Phyllis DeFonzo adds, “I share the view that college is definitely beneficial. In this day and age, we can never broaden our horizons too wide, especially being surrounded constantly by some very educated people.”

Technological Know-How

Knowledge of technology is another plus. Vicki Akenhead-Ruiz, RMR, CMRS, and an NCRA Past President, manages official reporters in New Mexico. In the job interviews she conducts along with a judge and court administrator, “We ask about computer knowledge and experience, what systems they have used and what types of software programs are they familiar with and can they use.

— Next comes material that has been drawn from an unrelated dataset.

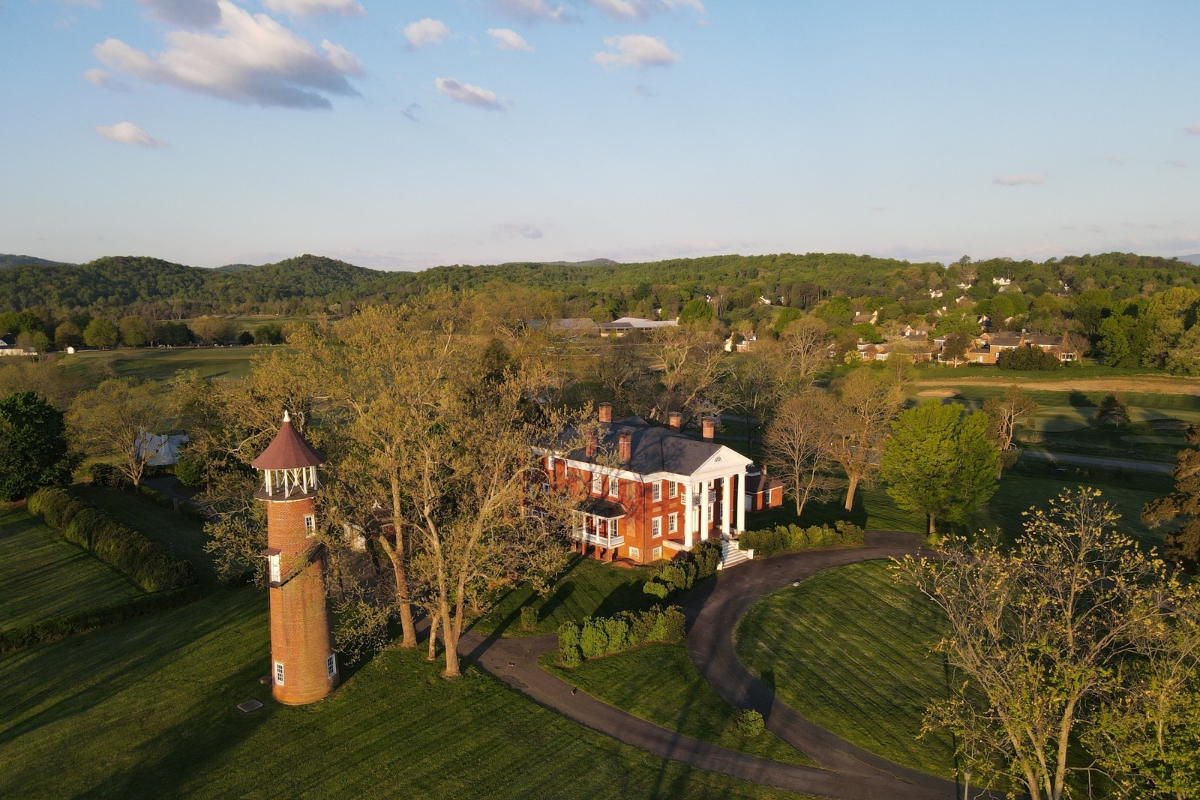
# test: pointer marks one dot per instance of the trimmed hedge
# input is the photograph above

We talk about technology in the courtroom, and I try to get their views and their perspective on the reporter’s role in the courtroom and within the judiciary, kind of their overview of the future and how we fit and how we contribute.”

Realtime Readiness

 

While Realtime-writing ability may not yet be a prerequisite for all reporting jobs, many employers look for those reporters who are at least moving in that direction. In Lana Fluke’s courthouse, “Real-time ability is not essential to become an official, and it is not a part of our job description. However, we are in the process of putting together our CART policies and procedures, and we will be looking for Realtime reporters to fulfill those needs. In addition, many of our judges are requesting Realtime for trials on a daily basis.” Akenhead-Ruiz asks, “Are they certified in Realtime and are they working on Realtime? We try to hire those who have at least attempted to pass the CRR test.”